When the Patriots traded Moss to the Vikings, it looked like a great deal for both teams. The Patriots got rid of that dreaded "cancer" from their locker room in the form of an aging player in the last year of his contract, while the Vikes got a desperately needed deep threat and a much needed boost of positive nostalgia. The prodigal son had returned! I was excited for a Favre to Moss touchdown! I was excited to see #84 back in Purple again! Surely he had learned his lesson by now! Nothing could possi-blye go wrong!
I guess I forgot that I was a Vikings fan for a minute.
Not to worry. I got a jarring reminder last Sunday as I watched Moss half-heartedly jog his routes, not block, and exasperatingly throw up his hands on the sideline. His body language reeked of quit. By the end of the game as I watched Moss slowly walk back to the line of scrimmage during the two minute drill as his entire team waited for him, I thought that he was up to his old tricks. Little did I know it would be even worse than that. After the game, Moss explained that he loved the Patriots, he didn't respect the Vikings, and that the coaching staff was incompetent for not following his game plan. Wow. In every profession I know of, you'd get fired for that. In some professions you'd get your legs broken or have an on the job "accident." A traitor is a traitor, and it felt like there was actually a chance that Moss had done everything in his power to throw the game. No wonder Robert Kraft was giving Moss a reach around before the game. He was still on the payroll!
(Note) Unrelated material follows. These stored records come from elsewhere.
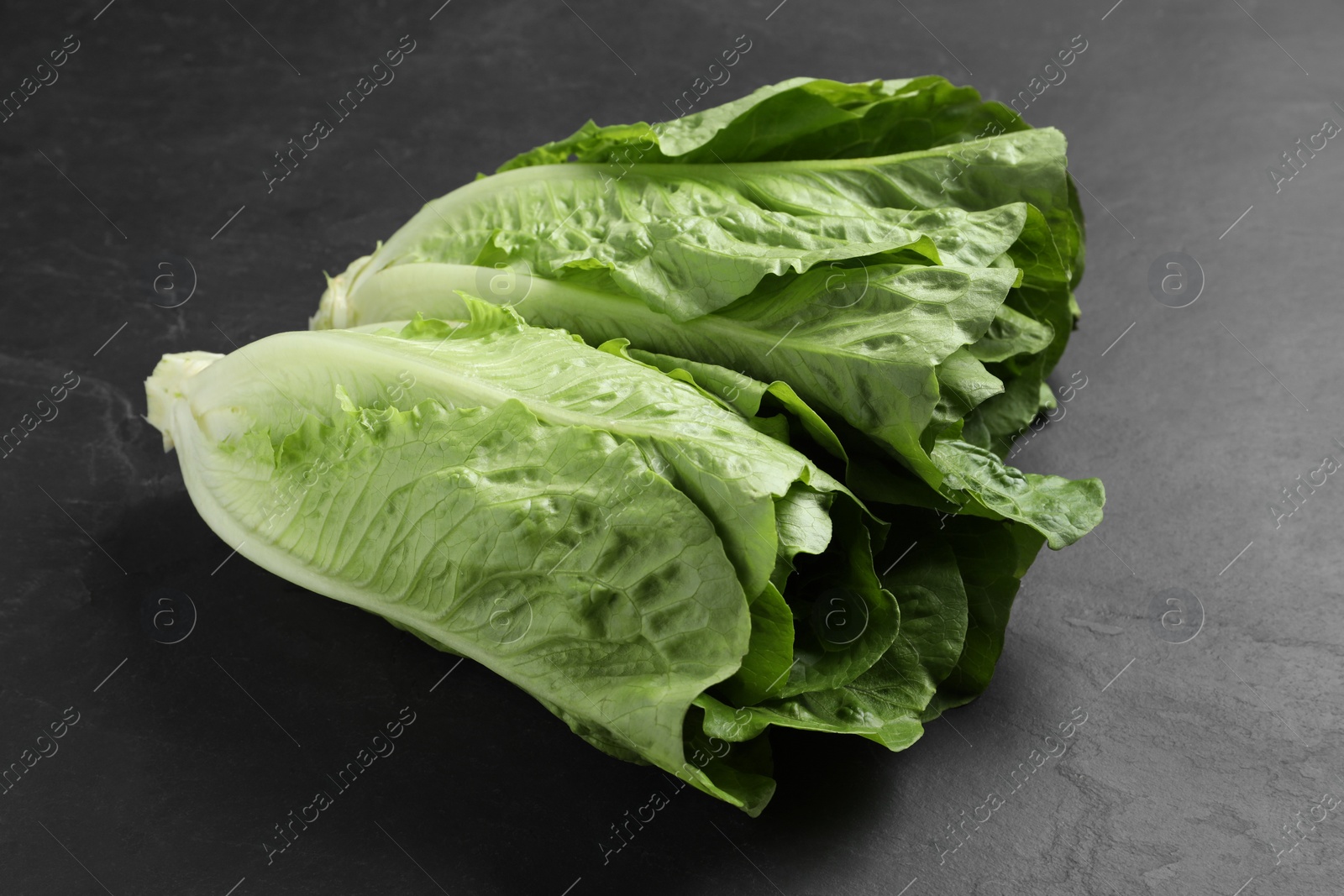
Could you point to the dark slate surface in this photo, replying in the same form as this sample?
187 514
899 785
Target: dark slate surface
144 157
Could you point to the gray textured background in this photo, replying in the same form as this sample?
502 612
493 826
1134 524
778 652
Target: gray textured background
1189 762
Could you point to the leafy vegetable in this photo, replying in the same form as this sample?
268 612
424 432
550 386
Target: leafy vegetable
743 464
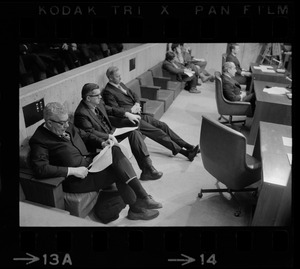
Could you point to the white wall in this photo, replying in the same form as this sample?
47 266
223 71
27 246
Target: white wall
66 87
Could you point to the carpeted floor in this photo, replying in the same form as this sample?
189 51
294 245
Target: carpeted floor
178 188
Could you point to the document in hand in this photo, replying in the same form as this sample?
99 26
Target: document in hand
102 160
189 73
198 60
124 130
276 90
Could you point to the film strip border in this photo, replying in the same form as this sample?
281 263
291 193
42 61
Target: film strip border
153 247
148 21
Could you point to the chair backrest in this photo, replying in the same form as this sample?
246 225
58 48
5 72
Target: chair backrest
146 78
223 152
224 55
134 85
166 73
157 70
222 104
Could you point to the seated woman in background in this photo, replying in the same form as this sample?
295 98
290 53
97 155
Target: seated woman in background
232 89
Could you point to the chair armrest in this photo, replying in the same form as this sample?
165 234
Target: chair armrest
143 102
161 82
44 191
238 108
149 92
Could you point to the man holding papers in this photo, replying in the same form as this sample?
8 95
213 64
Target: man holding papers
182 73
91 115
232 89
242 76
126 99
58 150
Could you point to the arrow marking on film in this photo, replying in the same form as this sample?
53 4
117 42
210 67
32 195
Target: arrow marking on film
31 259
188 260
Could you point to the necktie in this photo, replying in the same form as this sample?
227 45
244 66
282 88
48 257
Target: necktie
120 87
103 120
66 136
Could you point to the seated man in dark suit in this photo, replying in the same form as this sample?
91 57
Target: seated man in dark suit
242 76
118 96
58 150
170 65
91 116
232 89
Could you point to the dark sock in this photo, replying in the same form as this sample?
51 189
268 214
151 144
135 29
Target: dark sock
137 188
189 146
184 152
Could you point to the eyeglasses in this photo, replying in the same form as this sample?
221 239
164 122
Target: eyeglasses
61 123
95 95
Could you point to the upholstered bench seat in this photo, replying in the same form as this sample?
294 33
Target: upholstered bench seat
49 191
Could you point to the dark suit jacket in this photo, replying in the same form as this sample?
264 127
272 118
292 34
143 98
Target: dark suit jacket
86 119
231 88
51 155
117 99
179 72
231 58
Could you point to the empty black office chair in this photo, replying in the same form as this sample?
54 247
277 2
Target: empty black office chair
223 152
229 108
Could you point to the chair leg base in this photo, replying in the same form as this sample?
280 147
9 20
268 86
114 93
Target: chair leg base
238 212
230 121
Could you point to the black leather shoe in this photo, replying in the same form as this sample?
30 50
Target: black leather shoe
143 214
193 153
150 174
148 203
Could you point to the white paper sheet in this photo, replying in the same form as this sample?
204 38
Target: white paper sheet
101 160
276 90
124 130
198 59
287 141
189 73
268 71
290 158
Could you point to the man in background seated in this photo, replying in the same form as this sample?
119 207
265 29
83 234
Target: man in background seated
58 150
199 63
91 116
117 95
242 76
232 89
180 72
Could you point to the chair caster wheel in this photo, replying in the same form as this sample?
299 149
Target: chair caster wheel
254 194
237 213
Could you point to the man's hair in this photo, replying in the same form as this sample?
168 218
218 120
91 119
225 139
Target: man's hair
174 46
226 66
87 89
111 70
54 108
170 55
232 46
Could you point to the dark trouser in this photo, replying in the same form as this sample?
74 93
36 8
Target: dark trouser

Moss was a double agent and he just dressed up as a Viking for Halloween! Well played Belichick, well played. The Patriots dumped a big salary, picked up a 3rd round draft pick, and got a little help winning a tough game. The Vikings got nothing but embarrassment and betrayal. Sounds about right. Par for the Purple course. At least it means that Childress will get fired, and that's a good thing for the Vikes.
Some other team will gladly pick up Moss, and he may or may not repeat his routine. I could care less. It all reminds me of that old saying about the hipocritical values of pro sports: If Jeffrey Dahmer could have run a 4.2 40 yard dash, he would have just had an "eating disorder." And I'm guilty of that attitude too. I looked the other way when Moss was embarrassing himself and the team, but still catching touchdowns and winning games.
Well, at least Moss was on the losing end of two of the most heartbreaking post season losses in the history of the NFL ('98 NFC championship and '07 Super Bowl). Maybe god really does have a sense of humor.
After all, he made me a Vikings fan.